We often have to deal with categorial features. In order to be able to work with them, we often have to encode them correctly. There are two approaches for this task:

***One-Hot Encoding***

One-hot encoding means converting each category value into a new column and assigns a 1 or 0 (True/False) value to the column

We apply One-Hot Encoding when:
1. The categorical feature is not ordinal (e.g. a set of countries which is encoded using numbers)
2. The number of categorical features is less so one-hot encoding can be effectively applied

***Label Encoding***

Label encoding is simply converting each value in a column to a number

We apply Label Encoding when:
1. The categorical feature is ordinal (e.g. trust_level 2 is better than trust level 1)
2. The number of categories is quite large as one-hot encoding can lead to high memory consumption 


#### One-Hot Encoding

In [None]:
data['customer_sex']

In [None]:
pd.get_dummies(data['customer_sex'])

#### Label Encoding

In [None]:
data['paymentType']

In [None]:
from sklearn import preprocessing
le = preprocessing.LabelEncoder()
le.fit(data['paymentType'])

In [None]:
# list of labels
le_mapping = dict(zip(le.classes_, le.transform(le.classes_)))
print(le_mapping)

In [None]:
pd.Series(le.transform(data['paymentType']))
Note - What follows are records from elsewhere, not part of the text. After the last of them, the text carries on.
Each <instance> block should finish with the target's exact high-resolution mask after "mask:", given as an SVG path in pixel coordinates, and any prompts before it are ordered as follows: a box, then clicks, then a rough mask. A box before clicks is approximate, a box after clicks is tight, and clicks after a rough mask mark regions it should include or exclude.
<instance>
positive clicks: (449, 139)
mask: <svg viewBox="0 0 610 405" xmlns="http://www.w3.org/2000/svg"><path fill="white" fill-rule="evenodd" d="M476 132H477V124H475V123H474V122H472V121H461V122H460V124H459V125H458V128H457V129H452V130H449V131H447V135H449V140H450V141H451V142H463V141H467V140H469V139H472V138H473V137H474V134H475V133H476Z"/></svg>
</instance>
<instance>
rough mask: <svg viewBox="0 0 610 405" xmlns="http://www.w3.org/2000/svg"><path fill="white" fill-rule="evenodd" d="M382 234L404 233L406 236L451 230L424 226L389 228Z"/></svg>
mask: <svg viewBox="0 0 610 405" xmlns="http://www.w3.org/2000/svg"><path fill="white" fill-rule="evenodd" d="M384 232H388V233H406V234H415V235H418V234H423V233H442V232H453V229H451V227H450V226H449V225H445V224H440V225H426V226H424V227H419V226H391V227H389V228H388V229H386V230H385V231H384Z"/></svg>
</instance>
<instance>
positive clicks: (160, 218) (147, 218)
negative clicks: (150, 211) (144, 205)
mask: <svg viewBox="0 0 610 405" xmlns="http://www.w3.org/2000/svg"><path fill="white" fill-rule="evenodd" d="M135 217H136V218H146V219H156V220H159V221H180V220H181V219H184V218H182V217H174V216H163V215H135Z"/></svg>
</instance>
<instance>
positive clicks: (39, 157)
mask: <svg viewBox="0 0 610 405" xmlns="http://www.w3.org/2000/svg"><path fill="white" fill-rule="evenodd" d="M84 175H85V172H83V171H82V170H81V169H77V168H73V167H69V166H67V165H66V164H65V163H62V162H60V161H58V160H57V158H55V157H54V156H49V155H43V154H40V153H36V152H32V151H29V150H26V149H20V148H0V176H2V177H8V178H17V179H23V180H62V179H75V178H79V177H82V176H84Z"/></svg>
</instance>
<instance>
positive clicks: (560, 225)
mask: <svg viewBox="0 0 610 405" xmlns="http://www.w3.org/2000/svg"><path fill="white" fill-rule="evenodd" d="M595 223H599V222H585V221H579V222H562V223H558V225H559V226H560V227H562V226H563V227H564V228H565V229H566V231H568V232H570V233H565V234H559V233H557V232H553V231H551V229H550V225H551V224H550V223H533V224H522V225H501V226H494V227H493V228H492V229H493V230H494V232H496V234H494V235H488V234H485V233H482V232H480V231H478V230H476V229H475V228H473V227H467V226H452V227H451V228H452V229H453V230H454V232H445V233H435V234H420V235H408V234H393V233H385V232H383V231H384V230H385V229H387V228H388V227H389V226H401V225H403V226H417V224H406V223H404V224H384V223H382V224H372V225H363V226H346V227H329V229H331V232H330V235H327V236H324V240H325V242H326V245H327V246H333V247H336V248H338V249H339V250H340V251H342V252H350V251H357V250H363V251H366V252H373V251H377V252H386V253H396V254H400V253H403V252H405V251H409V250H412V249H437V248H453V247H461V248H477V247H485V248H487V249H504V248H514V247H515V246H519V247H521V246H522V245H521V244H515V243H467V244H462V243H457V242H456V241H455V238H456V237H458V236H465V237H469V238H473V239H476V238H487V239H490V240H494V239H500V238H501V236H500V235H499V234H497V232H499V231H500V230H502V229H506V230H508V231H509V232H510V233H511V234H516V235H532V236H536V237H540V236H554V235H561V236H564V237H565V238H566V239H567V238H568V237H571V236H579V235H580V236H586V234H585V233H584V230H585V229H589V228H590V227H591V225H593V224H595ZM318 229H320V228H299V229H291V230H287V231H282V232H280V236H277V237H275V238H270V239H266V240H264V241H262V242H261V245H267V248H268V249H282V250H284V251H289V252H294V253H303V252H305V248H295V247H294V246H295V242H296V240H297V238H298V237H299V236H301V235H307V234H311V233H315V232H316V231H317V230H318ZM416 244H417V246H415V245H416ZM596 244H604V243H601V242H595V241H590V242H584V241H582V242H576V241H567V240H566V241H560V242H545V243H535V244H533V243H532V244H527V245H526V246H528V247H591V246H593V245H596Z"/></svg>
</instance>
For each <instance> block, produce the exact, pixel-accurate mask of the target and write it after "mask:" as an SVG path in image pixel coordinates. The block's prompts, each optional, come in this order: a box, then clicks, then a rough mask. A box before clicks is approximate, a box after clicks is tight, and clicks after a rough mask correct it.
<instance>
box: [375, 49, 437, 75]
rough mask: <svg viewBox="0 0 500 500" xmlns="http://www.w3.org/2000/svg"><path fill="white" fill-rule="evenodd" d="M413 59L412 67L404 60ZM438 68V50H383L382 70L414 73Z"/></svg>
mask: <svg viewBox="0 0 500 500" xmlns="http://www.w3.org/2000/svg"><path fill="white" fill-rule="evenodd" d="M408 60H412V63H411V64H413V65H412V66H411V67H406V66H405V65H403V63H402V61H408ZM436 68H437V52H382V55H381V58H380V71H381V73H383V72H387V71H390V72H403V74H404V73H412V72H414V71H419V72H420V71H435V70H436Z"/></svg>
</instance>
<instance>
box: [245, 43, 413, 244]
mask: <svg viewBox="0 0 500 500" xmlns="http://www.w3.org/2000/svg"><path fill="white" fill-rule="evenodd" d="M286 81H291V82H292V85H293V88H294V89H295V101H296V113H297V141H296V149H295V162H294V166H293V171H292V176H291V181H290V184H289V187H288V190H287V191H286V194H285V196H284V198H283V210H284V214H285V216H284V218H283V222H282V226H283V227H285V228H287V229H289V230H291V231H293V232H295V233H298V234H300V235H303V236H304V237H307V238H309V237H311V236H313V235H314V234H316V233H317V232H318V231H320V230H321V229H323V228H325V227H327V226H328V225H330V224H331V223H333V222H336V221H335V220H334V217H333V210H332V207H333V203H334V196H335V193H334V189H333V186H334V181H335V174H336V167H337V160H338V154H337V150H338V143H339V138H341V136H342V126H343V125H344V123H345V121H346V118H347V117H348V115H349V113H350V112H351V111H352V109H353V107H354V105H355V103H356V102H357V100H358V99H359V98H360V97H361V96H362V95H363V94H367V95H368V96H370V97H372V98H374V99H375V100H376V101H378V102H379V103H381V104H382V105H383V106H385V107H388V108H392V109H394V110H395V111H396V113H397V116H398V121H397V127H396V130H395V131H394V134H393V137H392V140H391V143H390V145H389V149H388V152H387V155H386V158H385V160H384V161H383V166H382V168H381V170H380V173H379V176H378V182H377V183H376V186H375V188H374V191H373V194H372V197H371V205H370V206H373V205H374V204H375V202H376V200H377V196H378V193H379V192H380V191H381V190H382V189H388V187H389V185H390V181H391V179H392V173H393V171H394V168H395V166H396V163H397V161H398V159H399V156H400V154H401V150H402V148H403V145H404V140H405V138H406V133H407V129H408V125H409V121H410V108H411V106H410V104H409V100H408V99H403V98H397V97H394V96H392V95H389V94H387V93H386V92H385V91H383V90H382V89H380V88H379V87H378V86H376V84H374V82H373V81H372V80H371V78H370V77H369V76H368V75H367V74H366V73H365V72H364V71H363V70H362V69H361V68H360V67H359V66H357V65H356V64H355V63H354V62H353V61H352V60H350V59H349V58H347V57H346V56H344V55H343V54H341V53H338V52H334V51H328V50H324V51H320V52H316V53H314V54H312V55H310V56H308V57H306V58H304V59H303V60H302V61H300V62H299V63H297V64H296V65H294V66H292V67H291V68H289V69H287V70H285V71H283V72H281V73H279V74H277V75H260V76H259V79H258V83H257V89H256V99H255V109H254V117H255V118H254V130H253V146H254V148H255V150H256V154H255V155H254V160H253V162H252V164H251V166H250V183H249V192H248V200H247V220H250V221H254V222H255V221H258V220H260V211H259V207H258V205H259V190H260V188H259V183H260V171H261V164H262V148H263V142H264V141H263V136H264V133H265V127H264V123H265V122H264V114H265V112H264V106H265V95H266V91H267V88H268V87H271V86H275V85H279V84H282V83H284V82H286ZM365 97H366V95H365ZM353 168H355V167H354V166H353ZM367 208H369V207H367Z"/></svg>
### Now you: Preprocessing
1) Encode the feature storeLocation with a suitable encoding Method

2) perform a Normalization for the feature grandTotal. Save the calculated feature as grandTotalScaled.

In [None]:
# 1) solution


In [None]:
# 2) solution

That's it for today! In the next session we will learn how to train our first machine learning models. Don't worry if you missed some things today. We will hand you the solutions at the end of the second sessions.